Yik greets them cordially but goes back to his chef duties quickly, leaving them to the care of the cashier. He wishes them to order the food and go away as soon as possible, but to his surprise, the ordering takes more time than he thinks.
“I can’t accept your Groupon because it doesn’t show the little ‘red button’ to indicate that the service is offered.” The cashier tells Tony and Yani.
“I already paid Groupon and this is the email they sent me. So I press the button in the email to show that I am here to claim my food. There’s no red button at all.” Tony says, and Yani supports his claim.
“I need that red button on your cell phone. I need to press that red button to tell Groupon that it is claimed. Without the red button, we can’t serve you the food. How about you buy the food with cash and then go back to Groupon to claim a refund?” The cashier says.
“I already paid Groupon and I don’t want to shell out another twenty dollars right now.” Tony insists.
“We already paid and we are very hungry right now.” Yani chimed in.
“We don’t serve food without the red button.” The cashier says, turning around to Yik for support.
In any other establishment, the owner would be able to get online to their Groupon account to indicate “service rendered” on this particular coupon, but here in the little restaurant, nobody knows enough English to navigate the website and their own Groupon account.

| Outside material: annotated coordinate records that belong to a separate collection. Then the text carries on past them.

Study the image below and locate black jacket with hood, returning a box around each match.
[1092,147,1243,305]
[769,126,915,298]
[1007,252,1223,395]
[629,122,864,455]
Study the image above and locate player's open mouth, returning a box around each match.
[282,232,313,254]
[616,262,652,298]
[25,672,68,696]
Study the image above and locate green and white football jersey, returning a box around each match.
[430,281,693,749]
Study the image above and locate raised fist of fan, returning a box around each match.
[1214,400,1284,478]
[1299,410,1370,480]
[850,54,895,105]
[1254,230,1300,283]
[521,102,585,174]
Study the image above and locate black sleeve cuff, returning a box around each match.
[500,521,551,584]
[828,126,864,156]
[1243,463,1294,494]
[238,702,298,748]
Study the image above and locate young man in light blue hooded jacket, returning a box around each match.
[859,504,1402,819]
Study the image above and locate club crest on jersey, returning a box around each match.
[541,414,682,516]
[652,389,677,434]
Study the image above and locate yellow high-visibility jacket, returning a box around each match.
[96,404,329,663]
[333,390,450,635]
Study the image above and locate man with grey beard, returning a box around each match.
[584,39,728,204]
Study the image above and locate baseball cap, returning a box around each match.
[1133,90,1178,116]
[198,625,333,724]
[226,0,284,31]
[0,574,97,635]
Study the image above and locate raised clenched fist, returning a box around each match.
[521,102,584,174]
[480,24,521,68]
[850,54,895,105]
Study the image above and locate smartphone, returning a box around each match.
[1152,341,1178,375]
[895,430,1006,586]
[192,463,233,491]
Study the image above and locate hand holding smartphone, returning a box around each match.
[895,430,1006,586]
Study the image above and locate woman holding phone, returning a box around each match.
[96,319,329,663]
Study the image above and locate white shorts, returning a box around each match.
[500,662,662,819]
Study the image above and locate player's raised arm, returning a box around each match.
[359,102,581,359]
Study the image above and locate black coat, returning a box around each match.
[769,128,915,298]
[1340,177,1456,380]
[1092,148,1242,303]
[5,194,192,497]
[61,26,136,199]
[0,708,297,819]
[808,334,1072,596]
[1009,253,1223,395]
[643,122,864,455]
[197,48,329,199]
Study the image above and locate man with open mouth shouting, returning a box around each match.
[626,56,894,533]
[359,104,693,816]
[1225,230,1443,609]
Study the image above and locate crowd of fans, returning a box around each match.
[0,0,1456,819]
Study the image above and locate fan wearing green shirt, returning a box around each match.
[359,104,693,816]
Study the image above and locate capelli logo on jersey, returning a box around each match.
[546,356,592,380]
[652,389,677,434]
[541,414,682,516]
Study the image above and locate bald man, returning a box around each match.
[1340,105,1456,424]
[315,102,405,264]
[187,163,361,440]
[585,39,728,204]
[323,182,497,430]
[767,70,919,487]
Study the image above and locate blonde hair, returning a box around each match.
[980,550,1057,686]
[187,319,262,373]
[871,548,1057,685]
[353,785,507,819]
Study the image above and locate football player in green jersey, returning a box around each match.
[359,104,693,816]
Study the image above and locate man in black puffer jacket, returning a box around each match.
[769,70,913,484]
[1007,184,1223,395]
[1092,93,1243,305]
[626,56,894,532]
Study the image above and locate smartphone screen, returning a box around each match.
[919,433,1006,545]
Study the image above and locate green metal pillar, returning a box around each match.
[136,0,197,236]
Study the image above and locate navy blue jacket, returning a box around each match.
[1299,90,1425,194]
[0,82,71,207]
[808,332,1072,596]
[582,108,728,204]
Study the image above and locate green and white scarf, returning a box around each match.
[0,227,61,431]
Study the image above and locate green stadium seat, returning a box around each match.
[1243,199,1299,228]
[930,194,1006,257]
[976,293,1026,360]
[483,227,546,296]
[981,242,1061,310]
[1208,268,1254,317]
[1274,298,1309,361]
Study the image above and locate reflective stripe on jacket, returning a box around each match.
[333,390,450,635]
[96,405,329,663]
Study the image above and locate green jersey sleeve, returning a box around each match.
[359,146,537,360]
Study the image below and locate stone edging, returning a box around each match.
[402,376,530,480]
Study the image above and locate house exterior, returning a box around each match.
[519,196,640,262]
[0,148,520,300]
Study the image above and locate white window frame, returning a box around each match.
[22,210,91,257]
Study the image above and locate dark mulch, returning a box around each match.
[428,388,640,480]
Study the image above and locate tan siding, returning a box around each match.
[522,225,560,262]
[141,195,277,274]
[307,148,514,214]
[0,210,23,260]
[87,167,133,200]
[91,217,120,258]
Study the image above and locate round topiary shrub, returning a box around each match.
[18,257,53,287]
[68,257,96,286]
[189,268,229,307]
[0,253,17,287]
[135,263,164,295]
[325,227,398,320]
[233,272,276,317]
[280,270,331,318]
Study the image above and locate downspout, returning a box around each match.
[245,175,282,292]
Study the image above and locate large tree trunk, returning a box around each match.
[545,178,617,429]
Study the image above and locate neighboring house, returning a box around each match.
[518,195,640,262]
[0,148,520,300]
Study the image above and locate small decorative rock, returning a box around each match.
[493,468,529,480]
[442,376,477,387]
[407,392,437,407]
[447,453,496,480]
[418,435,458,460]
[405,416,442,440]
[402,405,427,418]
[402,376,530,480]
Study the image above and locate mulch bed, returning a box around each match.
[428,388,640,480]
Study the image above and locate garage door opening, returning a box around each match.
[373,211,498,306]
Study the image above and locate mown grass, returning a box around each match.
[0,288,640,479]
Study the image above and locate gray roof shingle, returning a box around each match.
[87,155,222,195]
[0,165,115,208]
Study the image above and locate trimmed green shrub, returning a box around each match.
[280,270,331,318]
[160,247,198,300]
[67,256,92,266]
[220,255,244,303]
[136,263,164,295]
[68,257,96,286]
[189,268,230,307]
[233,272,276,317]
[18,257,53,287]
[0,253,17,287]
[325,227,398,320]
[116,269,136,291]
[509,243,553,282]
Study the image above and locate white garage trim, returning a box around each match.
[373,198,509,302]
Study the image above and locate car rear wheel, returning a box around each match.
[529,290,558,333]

Yik hears everything and he suddenly feels very upset, for reasons unclear to him. He rushes to the cashier’s counter and shouts, “I am going to stop the Groupon advertising. We have enough business. We don’t need that. You, go away. No food for you.”
“Excuse me?” Tony stares at him, surprised. “What are you saying? I have the right to be here to claim the food I’ve already paid for.” His temper is rising, his muscles bulging.
Two kitchen helpers hear the argument and come forward to support Yik, but taking one look at Tony, they are a little afraid. Tony looks so much stronger than anybody else. Still, one of the kitchen assistants holds a cleaver and waves it at Tony.
“OK. You want to use that?” Tony says in a mocking tone.
A young boy, about fifteen years old, and his parents have been standing in line waiting to order food. It’s a Saturday and the family comes to this plaza to do some shopping and get a haircut. The boy comes forward even though his mother tries to drag him back. He takes a look at the phone and says, “you can get the red button from the Groupon app. See, you are doing everything through the email Groupon sent you, which will not show all the buttons. If you download the Groupon app here, all the buttons will show up.” Then he skillfully presses the cell phone screen in remarkable rapidity. Voila, the whimsical red button shows up.
The cashier takes over, press the red button, and everything is done.
“Oh, that’s it. You want two lunch specials? The food will be right up.” The cashier says happily to Tony.